In the aftermath of the pandemic in 2021, stimulus gave renters more liquidity. The housing supply shortage was exacerbated by an eviction moratorium in several states, causing a demand-supply imbalance and a spike in apartment rental rates, outpacing single-family homes.

Rent Is Hyperlocal

Real estate is hyperlocal, and rents follow the same pattern. During the past eight years, apartments traditionally grew more than single-family homes. It is vital to understand homes are preferred by a demographic that is less transient (e.g., families) than apartment dwellers. However, rising home prices can edge out several first-time buyers, forcing them to rent for longer.

During the past 12 months, both apartments and single-family homes have seen a significant slowdown in rent growth, with single-family homes observing a bigger drop in rents versus apartments. This occurred because more single-family rental housing supply hit the market in 2022 when developers and fix-and-flip investors rented their homes as demand for purchase sagged.

In addition, credit card debt hit an all-time high at the end of 2022, eclipsing 2008. With rising delinquency in the 20-39 age group, rising affordability concerns directly impact the future outlook for rent and rent growth.

Apartment rent values showed the biggest increases in December 2022 over December 2021 for states with inbound migration (Sun Belt) but drops for the West Coast, where work from home and rising costs forced renters to other states.

Simulation: Two Model Loan Portfolios

To demonstrate, let’s consider two model loan portfolios—one secured against apartments in all states and the other with single-family rental units (see chart above). For ease of illustration, these models use round numbers, not actual rent values.

The models use 2015 as a base year for both rent and expenses. The assumptions for debt service are conservative. Per the St. Louis Fed multifamily price index, the asset value increased 209% between first quarter 2015 and fourth quarter 2022.

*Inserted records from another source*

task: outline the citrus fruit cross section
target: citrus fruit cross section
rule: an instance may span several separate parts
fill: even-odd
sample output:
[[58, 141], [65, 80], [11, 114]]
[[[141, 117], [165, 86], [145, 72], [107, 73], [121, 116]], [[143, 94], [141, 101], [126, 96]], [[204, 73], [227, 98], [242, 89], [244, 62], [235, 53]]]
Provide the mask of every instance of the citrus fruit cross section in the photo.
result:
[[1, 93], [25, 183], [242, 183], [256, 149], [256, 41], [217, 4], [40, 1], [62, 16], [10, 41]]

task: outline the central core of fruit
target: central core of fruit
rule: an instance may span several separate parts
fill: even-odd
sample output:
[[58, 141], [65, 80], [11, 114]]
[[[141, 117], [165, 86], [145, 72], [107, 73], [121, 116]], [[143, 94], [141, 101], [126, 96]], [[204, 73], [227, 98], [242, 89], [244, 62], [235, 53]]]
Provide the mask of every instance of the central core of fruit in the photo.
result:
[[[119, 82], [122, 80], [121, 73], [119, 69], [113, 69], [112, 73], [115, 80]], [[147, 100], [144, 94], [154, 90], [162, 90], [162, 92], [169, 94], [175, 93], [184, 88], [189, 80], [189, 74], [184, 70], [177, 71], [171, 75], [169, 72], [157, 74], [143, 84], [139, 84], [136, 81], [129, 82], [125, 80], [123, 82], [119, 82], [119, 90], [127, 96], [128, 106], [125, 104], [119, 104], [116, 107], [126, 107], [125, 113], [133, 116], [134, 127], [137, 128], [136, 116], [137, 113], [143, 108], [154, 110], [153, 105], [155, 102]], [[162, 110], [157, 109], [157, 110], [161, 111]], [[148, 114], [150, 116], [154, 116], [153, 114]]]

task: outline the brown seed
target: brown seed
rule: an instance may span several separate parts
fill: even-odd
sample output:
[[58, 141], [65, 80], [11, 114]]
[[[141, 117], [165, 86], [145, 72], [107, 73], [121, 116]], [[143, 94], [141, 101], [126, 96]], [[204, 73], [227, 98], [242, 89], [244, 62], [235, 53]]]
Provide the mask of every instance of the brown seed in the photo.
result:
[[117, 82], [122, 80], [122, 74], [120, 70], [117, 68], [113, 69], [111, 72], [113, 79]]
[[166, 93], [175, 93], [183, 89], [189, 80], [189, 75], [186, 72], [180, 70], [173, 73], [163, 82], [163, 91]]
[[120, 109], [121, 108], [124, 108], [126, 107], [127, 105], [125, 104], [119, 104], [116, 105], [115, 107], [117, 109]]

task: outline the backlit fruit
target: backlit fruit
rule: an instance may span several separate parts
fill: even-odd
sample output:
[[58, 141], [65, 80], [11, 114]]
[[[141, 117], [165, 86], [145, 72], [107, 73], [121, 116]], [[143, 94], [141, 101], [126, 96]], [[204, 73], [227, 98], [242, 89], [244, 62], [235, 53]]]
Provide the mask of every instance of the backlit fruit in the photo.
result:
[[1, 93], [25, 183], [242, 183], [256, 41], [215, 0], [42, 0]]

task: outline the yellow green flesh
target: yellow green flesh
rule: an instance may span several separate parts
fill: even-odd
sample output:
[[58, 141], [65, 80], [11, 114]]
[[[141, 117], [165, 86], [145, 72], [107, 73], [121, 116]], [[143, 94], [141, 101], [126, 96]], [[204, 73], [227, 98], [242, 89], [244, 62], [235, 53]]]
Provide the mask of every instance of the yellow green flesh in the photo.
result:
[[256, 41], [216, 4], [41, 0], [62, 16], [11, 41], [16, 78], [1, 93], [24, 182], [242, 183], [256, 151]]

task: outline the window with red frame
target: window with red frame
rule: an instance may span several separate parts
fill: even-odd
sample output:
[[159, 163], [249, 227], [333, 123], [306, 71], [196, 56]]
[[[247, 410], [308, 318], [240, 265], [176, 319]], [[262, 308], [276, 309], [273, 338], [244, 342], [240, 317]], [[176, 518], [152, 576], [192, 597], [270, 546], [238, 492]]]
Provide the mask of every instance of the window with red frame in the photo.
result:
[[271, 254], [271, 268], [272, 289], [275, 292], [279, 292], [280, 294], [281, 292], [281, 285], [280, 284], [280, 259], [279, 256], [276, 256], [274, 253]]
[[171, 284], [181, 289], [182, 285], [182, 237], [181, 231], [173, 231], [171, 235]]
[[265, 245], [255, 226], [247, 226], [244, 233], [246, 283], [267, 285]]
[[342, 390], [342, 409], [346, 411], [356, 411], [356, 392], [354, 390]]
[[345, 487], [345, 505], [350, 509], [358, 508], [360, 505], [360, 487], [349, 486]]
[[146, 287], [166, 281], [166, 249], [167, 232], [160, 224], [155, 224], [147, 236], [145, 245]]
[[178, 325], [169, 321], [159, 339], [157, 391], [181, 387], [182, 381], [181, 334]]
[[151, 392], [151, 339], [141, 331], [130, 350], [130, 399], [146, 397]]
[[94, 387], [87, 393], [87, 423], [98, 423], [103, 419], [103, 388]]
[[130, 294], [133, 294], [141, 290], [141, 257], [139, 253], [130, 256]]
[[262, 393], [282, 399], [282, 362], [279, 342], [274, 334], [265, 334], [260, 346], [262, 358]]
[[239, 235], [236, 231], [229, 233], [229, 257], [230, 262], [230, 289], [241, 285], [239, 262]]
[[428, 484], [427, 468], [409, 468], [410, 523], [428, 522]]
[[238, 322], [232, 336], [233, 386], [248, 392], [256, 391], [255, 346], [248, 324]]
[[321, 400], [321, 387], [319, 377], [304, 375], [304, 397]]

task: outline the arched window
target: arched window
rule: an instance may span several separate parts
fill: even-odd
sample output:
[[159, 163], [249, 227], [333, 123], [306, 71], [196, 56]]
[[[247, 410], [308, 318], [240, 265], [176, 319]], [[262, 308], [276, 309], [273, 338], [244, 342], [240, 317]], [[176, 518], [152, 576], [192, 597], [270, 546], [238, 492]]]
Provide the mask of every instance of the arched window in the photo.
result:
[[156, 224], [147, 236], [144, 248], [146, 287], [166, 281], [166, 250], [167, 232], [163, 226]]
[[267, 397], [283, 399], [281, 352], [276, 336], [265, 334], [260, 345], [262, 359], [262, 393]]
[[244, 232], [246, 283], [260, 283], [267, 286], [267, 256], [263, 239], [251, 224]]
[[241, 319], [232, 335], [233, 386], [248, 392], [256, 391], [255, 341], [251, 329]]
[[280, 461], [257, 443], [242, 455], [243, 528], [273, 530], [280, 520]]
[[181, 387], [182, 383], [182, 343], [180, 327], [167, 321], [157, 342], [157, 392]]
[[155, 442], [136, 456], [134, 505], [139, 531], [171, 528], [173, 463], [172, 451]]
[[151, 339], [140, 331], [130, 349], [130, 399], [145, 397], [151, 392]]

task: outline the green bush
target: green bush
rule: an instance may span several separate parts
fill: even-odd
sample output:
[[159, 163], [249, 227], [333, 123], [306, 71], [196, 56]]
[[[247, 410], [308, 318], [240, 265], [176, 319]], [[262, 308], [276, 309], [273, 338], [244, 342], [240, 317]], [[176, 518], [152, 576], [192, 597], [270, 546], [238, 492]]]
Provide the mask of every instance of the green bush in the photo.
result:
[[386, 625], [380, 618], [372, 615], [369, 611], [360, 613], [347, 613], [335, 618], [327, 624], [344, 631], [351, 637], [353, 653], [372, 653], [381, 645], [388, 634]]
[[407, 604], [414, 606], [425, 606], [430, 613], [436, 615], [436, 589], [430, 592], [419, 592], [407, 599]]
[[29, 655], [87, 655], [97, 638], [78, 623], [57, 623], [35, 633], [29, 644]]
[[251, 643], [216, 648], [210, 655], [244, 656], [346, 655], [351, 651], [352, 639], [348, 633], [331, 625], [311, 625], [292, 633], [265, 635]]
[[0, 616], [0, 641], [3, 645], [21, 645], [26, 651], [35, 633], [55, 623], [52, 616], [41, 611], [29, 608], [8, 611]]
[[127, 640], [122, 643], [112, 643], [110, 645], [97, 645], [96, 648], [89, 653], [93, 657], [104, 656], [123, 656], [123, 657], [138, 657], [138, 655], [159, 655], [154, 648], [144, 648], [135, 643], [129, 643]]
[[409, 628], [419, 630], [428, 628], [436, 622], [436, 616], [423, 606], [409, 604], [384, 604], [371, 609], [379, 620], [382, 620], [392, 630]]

Next, rent indices by state were applied on the two portfolios to trend revenue. The value of the index represents the change in rent during the period. This, as well as the inflation-adjusted expenses, help simulate the overall impact to NOI (net operating income). In both cases, debt service coverage ratio (DSCR) was assumed to be constant at 1.25x, which is market standard. The following charts illustrate how the DSCR for the two model portfolios stood in 2022 (for the initial loan in 2015 and the new loan in 2021).

The loans made in 2015 were helped by generous rent growths, allaying the impact of an increase in operating costs in most states. However, the two 2021 loan portfolios for apartment and single-family show a stark contrast. Lower NOI in 2022 and higher opening leverage create a double whammy.

In the single-family market, you can see that by year-end 2022, in line with recent falls in rental prices, there are no longer any regions in the safe zone. As apartments in general have shown better rental resilience than single-family homes, both historically since 2015 and in recent times, debt coverage stands much stronger for apartment loans. States like Florida, Massachusetts, North Carolina, and New Mexico are among those with apartment loans that maintain healthy cash flow and debt coverage despite higher debt service versus 2015.

Broadly speaking, the West Coast and southeastern states of Georgia and Florida present themselves as safer regions, while Midwestern states (reaching out into the South and mid-Atlantic) may pose more risk.

As you can see, rent is a leading signal of where portfolio stress exists as well as where new lending can be a better risk-return. City-level rental indices are a great tool for quickly assessing market movement trends. Such tools allow underwriters, producers, mortgage brokers, and portfolio managers to quickly synthesize information without digging through mounds of data pools and aggregating spreadsheets to find a modicum of signal. These insights not only will be statistically rigorous and realtime but also allow lenders to outperform in their respective markets.